For each cluster, a random subset of descriptor vectors are chosen and associated with each cluster number (number being population rank). An RMSD similarity operation was performed between each invluded vector, with more similar vectors resulting in a darker green color. Hence, we see that the clusters that we obtain are more-similar than dissimilar. Notably, the smaller-k option revealed in the population-variance graph reveals itself here as a macro-structure block of mild similarity among the 4 most populated modes.

Contact Tables

Confident in our simulations and clustering, we report results in a compact, biologist-friendly result, shown here.

contact_table.png

This contact table describes the behaviour of one dialklyl aryl phosphate with butyrylcholinesterase.
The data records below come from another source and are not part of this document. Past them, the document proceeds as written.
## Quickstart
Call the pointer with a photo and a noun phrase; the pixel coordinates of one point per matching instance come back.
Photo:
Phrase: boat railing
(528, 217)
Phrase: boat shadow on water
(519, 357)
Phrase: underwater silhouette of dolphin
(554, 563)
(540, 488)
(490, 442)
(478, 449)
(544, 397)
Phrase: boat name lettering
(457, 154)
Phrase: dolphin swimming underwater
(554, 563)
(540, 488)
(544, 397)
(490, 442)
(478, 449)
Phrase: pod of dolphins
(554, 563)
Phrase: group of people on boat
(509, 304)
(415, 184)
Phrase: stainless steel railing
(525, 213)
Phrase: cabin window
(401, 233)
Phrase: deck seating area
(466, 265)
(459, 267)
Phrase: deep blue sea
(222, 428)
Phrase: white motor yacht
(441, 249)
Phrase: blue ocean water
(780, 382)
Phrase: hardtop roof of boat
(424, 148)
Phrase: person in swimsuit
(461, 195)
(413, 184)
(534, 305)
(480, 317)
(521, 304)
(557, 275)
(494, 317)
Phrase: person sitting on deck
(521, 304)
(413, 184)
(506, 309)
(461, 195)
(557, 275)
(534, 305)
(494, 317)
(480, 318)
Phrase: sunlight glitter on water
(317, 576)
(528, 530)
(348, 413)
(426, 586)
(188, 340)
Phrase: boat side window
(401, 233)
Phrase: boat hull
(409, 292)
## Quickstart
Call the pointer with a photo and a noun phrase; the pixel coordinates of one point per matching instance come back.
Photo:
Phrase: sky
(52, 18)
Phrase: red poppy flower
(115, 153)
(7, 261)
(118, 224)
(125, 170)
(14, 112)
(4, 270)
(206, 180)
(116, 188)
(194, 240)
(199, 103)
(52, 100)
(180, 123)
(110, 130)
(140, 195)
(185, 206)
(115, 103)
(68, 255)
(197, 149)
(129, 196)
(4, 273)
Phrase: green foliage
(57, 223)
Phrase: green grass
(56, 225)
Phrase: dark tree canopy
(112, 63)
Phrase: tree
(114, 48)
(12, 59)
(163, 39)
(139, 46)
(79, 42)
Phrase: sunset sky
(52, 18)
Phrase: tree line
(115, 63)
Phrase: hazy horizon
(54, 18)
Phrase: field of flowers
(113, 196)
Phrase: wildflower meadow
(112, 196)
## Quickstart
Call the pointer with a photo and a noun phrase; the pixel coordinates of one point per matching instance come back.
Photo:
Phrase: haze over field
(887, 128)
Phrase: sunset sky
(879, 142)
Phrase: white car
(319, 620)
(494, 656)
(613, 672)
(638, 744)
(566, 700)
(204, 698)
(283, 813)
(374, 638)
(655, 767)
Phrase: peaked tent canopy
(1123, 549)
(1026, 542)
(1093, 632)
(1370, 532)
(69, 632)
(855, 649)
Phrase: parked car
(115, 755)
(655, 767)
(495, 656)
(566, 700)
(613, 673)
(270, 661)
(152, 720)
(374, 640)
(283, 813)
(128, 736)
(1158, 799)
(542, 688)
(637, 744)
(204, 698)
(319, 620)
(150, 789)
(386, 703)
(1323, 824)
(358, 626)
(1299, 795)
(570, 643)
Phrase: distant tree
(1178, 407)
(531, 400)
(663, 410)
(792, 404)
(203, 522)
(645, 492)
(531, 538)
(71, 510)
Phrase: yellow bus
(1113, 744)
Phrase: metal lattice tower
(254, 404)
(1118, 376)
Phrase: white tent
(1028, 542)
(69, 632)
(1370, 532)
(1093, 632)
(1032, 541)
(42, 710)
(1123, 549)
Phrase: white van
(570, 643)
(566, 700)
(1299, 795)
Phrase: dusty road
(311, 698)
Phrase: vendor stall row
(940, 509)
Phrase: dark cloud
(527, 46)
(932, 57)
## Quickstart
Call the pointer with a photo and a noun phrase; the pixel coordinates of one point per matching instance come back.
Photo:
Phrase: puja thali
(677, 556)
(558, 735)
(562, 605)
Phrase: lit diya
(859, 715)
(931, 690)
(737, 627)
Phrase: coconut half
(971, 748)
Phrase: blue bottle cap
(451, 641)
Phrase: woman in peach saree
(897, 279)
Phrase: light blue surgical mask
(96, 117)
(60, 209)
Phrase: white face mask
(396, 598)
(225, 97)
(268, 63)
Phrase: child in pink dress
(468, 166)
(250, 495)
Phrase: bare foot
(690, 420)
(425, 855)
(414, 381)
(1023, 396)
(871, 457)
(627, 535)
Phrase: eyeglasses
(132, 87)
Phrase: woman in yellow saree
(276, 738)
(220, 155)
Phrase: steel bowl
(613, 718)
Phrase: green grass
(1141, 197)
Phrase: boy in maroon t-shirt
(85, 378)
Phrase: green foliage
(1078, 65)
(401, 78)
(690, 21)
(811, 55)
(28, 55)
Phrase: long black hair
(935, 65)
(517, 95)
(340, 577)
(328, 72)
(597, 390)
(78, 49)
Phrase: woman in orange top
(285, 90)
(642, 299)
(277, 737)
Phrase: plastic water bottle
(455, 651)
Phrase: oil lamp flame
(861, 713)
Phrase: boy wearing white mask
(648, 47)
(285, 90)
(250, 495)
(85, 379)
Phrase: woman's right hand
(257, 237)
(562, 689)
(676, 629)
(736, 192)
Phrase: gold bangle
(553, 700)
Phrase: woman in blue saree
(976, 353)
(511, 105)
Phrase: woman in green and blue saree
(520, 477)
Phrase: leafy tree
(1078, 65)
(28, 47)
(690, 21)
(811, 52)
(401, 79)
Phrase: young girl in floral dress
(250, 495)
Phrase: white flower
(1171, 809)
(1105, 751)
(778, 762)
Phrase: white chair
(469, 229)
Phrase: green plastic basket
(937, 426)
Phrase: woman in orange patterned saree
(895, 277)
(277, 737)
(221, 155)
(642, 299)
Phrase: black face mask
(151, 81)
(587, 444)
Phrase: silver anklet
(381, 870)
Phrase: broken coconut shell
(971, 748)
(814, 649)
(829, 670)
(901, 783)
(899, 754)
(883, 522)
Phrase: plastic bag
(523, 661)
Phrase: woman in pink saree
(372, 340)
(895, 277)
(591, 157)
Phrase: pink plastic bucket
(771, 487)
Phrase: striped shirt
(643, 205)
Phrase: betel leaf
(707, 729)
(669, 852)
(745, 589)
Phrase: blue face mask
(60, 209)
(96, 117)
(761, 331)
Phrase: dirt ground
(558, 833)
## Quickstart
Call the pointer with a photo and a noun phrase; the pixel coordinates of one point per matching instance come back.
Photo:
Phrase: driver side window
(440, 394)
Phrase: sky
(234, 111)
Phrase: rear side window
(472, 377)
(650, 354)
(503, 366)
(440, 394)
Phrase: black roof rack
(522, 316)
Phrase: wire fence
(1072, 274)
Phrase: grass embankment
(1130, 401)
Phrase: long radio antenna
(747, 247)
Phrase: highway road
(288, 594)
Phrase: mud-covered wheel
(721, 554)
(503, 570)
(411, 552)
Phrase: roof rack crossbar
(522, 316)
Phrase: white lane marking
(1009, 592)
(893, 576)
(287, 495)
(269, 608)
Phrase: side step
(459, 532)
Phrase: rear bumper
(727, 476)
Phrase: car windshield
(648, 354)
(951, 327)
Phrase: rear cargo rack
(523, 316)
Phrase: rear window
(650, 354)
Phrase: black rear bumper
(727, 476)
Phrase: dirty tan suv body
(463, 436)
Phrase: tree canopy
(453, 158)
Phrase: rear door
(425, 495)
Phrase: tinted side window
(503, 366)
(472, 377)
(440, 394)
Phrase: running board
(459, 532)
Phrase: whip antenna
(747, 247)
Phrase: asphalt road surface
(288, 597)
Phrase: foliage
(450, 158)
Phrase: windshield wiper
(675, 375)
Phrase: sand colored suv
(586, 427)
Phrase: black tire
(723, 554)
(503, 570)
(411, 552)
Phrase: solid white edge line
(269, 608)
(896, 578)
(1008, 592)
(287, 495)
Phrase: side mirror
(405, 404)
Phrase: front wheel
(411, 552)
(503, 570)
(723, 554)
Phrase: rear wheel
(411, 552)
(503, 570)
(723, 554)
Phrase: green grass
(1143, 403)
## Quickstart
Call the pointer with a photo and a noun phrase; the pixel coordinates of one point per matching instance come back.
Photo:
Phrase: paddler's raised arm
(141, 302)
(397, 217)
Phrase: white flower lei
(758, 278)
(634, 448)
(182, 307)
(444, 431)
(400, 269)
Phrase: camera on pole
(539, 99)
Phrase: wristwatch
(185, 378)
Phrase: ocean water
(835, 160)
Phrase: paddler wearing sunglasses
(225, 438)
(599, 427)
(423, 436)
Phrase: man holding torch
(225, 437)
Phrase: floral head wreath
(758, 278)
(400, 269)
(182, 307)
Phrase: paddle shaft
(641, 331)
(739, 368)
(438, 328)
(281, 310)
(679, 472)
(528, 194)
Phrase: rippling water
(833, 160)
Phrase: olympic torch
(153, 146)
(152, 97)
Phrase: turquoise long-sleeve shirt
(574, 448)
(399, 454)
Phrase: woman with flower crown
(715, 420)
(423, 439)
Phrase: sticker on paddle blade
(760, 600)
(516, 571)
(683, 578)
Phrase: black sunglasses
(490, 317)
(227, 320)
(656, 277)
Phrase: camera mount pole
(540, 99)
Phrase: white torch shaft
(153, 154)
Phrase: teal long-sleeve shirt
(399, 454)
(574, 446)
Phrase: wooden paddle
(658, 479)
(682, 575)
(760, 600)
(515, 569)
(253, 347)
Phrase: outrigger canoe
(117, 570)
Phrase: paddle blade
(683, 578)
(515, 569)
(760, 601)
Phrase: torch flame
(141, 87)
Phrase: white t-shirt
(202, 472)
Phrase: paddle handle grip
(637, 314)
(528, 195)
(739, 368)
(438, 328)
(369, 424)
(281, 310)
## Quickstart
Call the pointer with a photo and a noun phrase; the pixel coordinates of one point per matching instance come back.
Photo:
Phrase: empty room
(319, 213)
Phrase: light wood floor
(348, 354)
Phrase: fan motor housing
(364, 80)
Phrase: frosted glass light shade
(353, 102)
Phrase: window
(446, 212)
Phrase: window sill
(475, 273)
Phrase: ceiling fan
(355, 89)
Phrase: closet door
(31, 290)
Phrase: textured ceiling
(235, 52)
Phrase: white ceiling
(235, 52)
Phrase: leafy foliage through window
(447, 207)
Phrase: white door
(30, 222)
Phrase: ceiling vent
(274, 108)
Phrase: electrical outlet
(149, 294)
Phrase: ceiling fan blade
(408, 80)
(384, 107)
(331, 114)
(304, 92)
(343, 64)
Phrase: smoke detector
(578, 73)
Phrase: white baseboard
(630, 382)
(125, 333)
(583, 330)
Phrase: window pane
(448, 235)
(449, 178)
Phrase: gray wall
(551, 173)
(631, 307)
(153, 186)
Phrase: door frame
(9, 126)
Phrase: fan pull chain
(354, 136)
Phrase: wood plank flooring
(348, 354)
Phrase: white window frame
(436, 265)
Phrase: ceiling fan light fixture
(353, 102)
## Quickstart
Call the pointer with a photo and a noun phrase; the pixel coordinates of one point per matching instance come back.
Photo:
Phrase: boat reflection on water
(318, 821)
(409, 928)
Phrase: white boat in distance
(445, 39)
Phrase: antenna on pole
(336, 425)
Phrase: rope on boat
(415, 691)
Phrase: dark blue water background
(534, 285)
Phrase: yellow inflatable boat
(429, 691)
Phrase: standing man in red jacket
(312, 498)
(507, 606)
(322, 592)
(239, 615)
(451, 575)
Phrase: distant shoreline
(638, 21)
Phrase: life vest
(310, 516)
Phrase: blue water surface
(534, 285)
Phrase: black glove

Each row is a binding mode and each column is an amino acid that is found in the binding pocket of butyrylcholinesterase. The columns are grouped-and-colored according to literature about important sets of amino acids. Entries in this matrix are the most prominent functional group and the color of an entry is the type of intermolecular interaction that is expected based on the chemistry of the amino acid and the functional group. Again, we see large similarity between the first 4 binding modes, but very different behaviour for the less populated modes.